Thursday, June 12, 2014

Classic Genoise



Another basic recipe that I learned from the chef is Classic Genoise. A genoise is an Italian sponge cake which is using whole eggs, unlike American sponge cake where yolks and egg whites are beaten separately. What we did in the class was preparing a genoise for the Strawberry Shortcake layers. As it is very hard to get a nice and sweet strawberry in the supermarket now, I thought I could use these recipe for my Lemon Mascarpone Layer Cake. I guessed the Strawberry Shortcake needs to wait until end of the year or early next year when it is easier to get good strawberries...wow! that's a long wait...errr...let's see. At the meantime, here is the recipe for a Classic Genoise.

Ingredients:

3 eggs
80g caster sugar
80g cake flour
20g cornflour
20g melted butter

Instructions:

  1. Preheat the oven to 180C. Grease two 6-inch round baking pan and line their bases with a parchment paper.
  2. Prepare a double boiler. In a bowl of a stand mixer, combine and whisk the eggs and the sugar. Put the bowl on the double boiler, continue whisking until the mixture is slightly warm and foamy.
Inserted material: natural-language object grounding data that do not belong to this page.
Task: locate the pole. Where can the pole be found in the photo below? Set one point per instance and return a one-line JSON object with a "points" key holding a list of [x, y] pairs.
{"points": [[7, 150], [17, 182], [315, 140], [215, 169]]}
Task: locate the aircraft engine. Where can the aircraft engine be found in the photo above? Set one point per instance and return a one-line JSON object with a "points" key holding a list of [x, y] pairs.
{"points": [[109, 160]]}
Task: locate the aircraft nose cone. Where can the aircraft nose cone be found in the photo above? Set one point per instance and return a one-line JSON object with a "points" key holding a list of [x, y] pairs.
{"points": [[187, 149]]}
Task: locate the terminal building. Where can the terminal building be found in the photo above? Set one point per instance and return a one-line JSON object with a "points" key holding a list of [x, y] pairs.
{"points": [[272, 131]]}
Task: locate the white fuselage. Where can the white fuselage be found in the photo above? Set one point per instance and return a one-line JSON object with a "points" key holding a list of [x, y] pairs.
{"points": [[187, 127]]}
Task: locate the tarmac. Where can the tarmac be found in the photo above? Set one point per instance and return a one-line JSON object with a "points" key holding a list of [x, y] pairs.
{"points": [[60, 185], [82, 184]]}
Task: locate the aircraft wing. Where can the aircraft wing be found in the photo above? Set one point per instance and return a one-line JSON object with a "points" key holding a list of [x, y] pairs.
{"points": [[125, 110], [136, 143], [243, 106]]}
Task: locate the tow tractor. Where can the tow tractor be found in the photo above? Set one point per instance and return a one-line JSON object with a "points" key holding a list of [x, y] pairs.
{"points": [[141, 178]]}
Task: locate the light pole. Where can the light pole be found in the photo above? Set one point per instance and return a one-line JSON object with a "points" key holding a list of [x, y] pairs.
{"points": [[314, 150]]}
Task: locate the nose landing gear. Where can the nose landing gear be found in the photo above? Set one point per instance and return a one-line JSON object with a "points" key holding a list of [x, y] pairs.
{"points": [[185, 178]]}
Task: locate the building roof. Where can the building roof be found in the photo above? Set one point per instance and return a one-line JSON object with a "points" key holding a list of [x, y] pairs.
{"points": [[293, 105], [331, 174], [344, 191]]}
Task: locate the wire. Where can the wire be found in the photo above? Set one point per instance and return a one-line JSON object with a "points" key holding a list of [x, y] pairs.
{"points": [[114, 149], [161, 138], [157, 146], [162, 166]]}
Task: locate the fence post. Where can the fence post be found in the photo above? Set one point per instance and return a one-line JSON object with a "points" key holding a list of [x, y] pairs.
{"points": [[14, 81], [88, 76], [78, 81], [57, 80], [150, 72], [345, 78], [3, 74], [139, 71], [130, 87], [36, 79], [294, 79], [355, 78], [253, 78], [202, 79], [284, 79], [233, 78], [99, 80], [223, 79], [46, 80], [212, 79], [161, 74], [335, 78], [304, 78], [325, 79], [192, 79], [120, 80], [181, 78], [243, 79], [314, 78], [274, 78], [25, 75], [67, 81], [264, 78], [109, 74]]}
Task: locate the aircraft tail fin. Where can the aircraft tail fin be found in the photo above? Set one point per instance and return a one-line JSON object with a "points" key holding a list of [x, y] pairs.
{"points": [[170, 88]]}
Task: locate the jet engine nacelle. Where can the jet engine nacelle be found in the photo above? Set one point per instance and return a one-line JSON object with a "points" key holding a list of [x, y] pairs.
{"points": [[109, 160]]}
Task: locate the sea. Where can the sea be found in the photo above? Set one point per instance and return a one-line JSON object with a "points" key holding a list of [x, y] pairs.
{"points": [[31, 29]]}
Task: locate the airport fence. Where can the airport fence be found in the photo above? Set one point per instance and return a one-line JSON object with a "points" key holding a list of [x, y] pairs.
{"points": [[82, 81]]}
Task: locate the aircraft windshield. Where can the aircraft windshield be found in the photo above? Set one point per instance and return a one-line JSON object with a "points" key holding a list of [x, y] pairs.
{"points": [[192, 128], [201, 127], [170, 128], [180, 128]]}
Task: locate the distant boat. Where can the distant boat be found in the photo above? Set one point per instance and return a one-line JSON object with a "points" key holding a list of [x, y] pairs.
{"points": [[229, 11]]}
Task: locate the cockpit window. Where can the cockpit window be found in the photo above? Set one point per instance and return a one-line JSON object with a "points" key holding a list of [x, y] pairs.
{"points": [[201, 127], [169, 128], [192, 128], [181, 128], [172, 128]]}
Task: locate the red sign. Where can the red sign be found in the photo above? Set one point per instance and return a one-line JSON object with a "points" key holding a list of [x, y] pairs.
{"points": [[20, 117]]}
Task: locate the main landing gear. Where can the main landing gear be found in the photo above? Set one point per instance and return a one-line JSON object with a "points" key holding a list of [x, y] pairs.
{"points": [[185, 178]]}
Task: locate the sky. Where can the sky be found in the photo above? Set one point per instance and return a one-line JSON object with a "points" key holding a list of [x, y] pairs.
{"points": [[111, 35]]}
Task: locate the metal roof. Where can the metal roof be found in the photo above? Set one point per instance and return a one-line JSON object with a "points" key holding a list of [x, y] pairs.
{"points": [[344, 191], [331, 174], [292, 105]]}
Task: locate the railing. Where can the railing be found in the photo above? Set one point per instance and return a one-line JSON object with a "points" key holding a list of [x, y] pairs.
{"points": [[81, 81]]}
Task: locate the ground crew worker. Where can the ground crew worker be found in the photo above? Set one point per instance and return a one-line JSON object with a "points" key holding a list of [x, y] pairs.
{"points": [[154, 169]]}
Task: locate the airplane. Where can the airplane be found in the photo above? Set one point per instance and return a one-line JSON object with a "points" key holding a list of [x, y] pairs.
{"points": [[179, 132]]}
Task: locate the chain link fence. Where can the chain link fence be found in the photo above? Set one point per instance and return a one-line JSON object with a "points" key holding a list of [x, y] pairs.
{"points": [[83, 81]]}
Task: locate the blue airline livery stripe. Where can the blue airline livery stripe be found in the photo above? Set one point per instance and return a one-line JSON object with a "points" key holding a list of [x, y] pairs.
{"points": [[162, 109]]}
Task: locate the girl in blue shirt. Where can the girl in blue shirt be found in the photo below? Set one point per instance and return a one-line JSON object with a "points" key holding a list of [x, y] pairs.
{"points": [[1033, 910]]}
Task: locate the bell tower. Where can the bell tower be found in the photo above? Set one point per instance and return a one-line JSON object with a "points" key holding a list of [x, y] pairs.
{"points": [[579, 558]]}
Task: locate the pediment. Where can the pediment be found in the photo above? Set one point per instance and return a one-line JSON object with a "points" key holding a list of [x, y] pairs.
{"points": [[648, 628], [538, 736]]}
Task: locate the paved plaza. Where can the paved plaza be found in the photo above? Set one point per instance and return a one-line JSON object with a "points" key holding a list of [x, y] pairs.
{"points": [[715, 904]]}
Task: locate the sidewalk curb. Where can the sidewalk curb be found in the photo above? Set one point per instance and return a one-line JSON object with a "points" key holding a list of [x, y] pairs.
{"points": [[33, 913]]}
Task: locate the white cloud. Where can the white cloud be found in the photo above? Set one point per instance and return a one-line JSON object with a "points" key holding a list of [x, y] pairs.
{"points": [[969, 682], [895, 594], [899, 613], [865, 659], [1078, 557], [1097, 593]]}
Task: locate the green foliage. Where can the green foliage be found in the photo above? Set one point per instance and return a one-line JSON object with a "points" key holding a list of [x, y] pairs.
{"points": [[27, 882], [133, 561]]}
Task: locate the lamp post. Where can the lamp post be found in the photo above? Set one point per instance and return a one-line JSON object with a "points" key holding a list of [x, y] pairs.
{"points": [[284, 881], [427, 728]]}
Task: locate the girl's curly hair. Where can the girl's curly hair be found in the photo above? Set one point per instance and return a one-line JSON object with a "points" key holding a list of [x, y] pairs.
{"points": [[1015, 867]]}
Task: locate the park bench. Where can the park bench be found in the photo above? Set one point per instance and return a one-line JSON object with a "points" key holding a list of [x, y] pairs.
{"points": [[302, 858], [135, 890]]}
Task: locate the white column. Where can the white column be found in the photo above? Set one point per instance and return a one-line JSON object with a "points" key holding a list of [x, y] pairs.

Remove from the heat. Put the bowl in the stand mixer fitted with a whisk attachment. Whisk the eggs mixture to a ribbon stage.
  3. Sift the flour onto the eggs, add in the melted butter and fold carefully until just incorporated. It might be a little bit lumpy bit it is okay. You do not want to over-mix the batter or it might deflate.
  4. Spoon the mixture evenly into the pans. 
  5. Bake for 10-12 minutes until golden brown.
Note: 
A genoise can substitute lady fingers in making a tiramisu. It also can be used to make a roulade or swiss roll.